Updated several times to better describe the current implementation and its usage which was lacking.
What I want to do: I would like to log real time sensor(s) data (voltage) to a log file (CSV) in a size efficient manner (least number of rows). Each row must contain all the sensor data at a specific timestamp. This should allow easy graphing, with X-axis being time.
Currently a new row is added every second with all the sensor data.
A typical problem is that the sensor data does not change for days (similar voltage) but then suddenly changes (large voltage change) every few seconds for a short period of time.
In this case I would like to optimize the log file to only include few points when the data is not changing much, but still capture the period of fast changes.
For example, in the following set of data and I only want a new point when the data changes by more than 10.
+-----------------------------+
| Time(sec) Value1 Value2 |
+-----------------------------+
| 1 0 0 |
| 2 5 3 |
| 3 0 1 |
| ...thousand entries... |
| 1001 15 1 |
| 1002 12 4 |
| 1003 2 1 |
| 1004 3 2 |
| ............... |
+-----------------------------+
Ideally the output would be:
+-----------------------------+
| Time(sec) Value1 Value2 |
+-----------------------------+
| 1 0 0 |
| 1000 5 3 | <<last value?
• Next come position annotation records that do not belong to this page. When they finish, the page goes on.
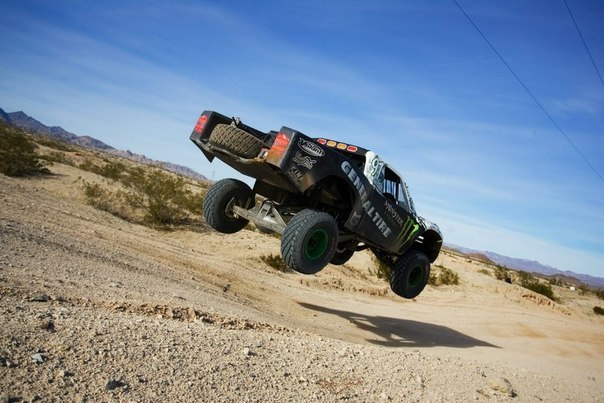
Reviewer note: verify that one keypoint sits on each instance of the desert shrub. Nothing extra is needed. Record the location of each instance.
(274, 261)
(501, 273)
(54, 143)
(445, 276)
(17, 154)
(529, 282)
(95, 194)
(381, 270)
(152, 196)
(448, 277)
(55, 156)
(485, 272)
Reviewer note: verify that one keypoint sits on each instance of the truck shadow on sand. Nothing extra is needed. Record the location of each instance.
(396, 332)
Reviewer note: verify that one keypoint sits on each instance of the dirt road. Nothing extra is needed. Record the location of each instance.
(93, 308)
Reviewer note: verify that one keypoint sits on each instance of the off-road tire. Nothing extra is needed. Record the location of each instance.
(309, 241)
(235, 141)
(218, 203)
(410, 274)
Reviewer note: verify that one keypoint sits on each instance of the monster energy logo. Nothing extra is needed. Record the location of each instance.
(410, 228)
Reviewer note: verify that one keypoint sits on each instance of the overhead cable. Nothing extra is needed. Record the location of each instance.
(530, 93)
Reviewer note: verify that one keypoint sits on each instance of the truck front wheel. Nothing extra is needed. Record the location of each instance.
(410, 274)
(219, 201)
(309, 241)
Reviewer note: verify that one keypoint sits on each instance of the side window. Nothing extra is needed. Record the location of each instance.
(394, 188)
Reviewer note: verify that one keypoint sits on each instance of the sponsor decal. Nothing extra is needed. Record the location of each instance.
(311, 148)
(394, 214)
(295, 173)
(370, 210)
(374, 170)
(410, 228)
(304, 160)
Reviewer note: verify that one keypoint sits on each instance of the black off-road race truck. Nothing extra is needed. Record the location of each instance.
(326, 198)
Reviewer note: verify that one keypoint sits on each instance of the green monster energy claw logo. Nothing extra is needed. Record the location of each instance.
(410, 228)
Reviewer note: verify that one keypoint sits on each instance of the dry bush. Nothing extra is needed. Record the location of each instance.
(274, 261)
(17, 154)
(151, 197)
(445, 276)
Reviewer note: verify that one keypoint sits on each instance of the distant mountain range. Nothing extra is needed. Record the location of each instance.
(530, 266)
(26, 122)
(30, 124)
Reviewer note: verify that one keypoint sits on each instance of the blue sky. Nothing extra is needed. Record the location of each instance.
(412, 80)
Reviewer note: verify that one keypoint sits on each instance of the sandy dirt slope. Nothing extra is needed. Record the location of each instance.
(93, 308)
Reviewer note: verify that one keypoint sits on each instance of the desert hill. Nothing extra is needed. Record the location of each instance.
(94, 307)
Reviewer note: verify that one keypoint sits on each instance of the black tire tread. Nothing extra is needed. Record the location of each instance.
(399, 274)
(235, 141)
(291, 234)
(213, 211)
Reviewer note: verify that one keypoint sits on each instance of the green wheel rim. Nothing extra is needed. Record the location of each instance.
(315, 245)
(416, 276)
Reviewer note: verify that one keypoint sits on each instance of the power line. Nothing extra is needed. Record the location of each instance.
(529, 92)
(584, 43)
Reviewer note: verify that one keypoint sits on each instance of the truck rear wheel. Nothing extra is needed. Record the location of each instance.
(219, 201)
(235, 141)
(309, 241)
(410, 274)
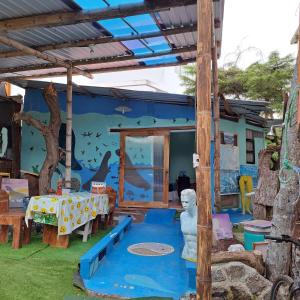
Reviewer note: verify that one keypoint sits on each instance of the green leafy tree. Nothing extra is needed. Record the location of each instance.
(260, 81)
(269, 81)
(232, 82)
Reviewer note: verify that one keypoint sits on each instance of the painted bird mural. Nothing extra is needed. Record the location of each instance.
(62, 143)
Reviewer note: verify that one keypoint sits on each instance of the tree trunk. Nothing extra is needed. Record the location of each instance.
(51, 135)
(285, 205)
(251, 259)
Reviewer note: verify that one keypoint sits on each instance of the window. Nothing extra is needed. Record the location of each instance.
(250, 146)
(228, 138)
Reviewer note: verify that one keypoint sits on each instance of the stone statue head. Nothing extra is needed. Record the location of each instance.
(188, 199)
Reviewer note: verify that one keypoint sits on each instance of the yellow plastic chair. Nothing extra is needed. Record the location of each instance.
(246, 186)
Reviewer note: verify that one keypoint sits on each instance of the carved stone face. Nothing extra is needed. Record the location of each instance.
(188, 199)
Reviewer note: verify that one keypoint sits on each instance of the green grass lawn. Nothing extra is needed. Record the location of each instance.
(38, 271)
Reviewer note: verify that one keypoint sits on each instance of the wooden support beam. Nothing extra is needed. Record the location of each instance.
(216, 114)
(99, 60)
(69, 129)
(102, 40)
(298, 79)
(217, 140)
(104, 70)
(54, 60)
(203, 134)
(66, 18)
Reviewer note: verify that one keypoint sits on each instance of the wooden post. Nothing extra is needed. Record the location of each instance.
(69, 129)
(218, 204)
(298, 79)
(203, 132)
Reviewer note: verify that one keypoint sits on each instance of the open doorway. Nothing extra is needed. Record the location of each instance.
(182, 173)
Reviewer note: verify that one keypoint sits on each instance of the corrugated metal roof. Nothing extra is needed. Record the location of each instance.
(22, 8)
(41, 36)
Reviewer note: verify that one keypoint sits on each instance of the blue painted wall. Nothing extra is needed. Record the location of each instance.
(95, 151)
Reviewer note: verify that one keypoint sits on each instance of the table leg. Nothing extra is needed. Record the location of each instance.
(3, 234)
(17, 233)
(106, 218)
(27, 232)
(96, 224)
(51, 237)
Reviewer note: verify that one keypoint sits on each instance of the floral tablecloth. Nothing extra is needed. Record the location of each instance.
(71, 211)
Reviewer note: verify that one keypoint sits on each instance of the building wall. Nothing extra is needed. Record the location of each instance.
(95, 153)
(182, 147)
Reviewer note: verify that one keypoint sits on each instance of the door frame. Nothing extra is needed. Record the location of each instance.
(145, 132)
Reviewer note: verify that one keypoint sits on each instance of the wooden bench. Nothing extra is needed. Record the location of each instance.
(21, 233)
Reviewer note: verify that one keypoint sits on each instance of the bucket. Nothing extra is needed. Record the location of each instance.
(253, 235)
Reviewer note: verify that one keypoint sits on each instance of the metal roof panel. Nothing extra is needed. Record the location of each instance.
(21, 8)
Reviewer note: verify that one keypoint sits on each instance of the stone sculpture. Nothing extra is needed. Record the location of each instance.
(188, 220)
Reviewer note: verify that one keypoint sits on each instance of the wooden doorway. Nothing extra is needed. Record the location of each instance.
(144, 168)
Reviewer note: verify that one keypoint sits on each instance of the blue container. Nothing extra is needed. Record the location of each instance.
(252, 236)
(25, 203)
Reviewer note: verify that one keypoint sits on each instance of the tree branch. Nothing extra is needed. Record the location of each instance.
(31, 121)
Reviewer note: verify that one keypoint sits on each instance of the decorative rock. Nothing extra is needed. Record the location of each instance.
(238, 281)
(220, 292)
(217, 275)
(239, 292)
(256, 283)
(235, 271)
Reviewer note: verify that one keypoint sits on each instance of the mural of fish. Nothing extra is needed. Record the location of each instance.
(101, 173)
(62, 143)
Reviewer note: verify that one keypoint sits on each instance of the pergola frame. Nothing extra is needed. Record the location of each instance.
(206, 53)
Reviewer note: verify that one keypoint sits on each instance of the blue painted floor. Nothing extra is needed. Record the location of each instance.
(127, 275)
(236, 216)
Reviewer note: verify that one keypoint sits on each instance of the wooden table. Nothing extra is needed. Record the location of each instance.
(70, 212)
(21, 233)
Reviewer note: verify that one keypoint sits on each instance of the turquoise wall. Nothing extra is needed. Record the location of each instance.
(240, 129)
(95, 151)
(182, 147)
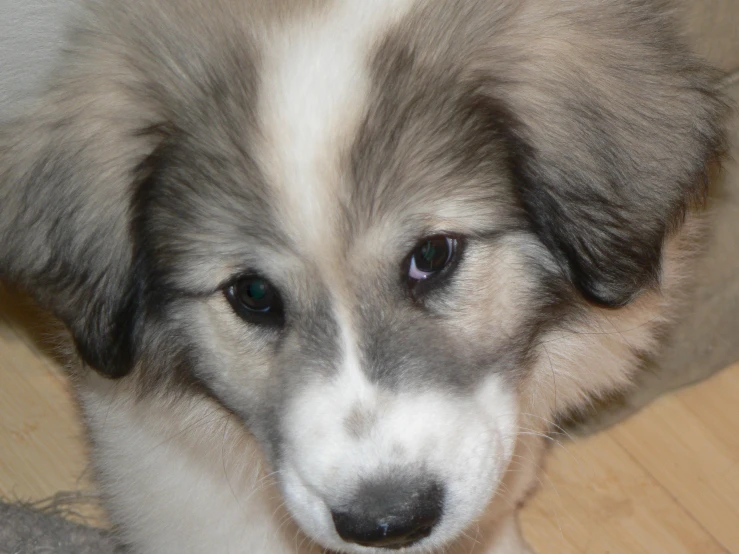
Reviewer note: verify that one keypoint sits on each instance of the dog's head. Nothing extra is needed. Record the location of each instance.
(359, 225)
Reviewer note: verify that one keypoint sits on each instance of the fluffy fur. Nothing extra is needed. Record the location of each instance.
(182, 144)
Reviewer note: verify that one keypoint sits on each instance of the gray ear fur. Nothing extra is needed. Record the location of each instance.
(67, 175)
(614, 124)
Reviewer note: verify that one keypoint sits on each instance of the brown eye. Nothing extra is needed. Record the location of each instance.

Mean? extrapolation?
| 1001 15 1 |
| 1002 12 4 | <<last value? Mean? extrapolation?
| 1003 2 1 |
| ............... |
+-----------------------------+
The algorithm must handle large sudden value changes with out the resultant looking like a gradual increase, this would happen if in the above example only points 1,1001,1003 where included in the output. It would look like a pyramid rather than a step change!
They are also details such as in the above output example, point 1000, should it be the last point before the step change, or a mean value between all the points from 1-1000?
Ideally an algorithm exist where the optimized output represents the input waveform as accurately as possible.
Current Implementation
Currently all the sensor data is saved once a second to a CSV file. It is then used by non-technical people to view the the trend inside excel or similar by plotting a graph.
The files generated are often very large.
Research
I had a look at Online Linear Regression but I dont think what I want to achieve is curve fitting.
Essentially I dont know what keyword to search for to describe this problem. I have tried the following:
- "how to optimize data captured in a csv file"
- "real time data optimisation by data change algorithm"
- "real time data optimisation by point removal"
Run-length encoding or other encoding pattern compression would no longer allow the user to open the output file for easy graphing. It would first have to be decoded.
"Online Algorithm" Is the name for the general class of algorithms which process input in a serial fashion
Questions:
The resulting CSV file must still be human readable and easily graph-able in excel or similar. This rules out compression or encoding the number of entries in the CSV file.
- Is their a name for this class of problems / algorithm?
- Any commonly used algorithms? (I am programming in C#)
Update 1
An alternative description of what i am looking to happen:
- A new measurement is taken once a second
- The algorithm receives each measurement at a time
- The algorithm output must select/generate the smallest number of points which would represent the original waveform if each point where connected by a line.
- The algorithm must generate this output "online". It does not have the complete dataset.
This description better captures that the output must be a set of points representing the original waveform.
The output must look like the input waveform once graphed in excel or similar. These tools generally just linearly connect the dots.
Here are two example of what the algorithm should be doing. The input data is simplified to be represented with many less points. (Note: Y scales are not identical between examples, the optimization strength would be user controllable)
Update 2 Looks like what I am looking may be related to: "Online piecewise linear interpolation"
I have found "piecewise linear interpolation" trying to see if they work for streaming data.
Update 3 "piecewise linear interpolation" is not quite the right algorithm either. This would linearly interpolate between existing points, while i want to generate a new set of points to represent the original data..
Maybe keep monitor the incoming data since the last knot and once all the data can no longer be represented by a line, insert a new knot and restart? Obvious issue is how to optimally choose where to put the knot..
Final Update Added my own answer below. Algorithms called "Line Simplification algorithms" or "downsampling"/ "data compression" algorithms. The "downsampling"/ "data compression" appears better geared to streaming data.
Will most likely use the "Fan" data compression Algorithms for my problem.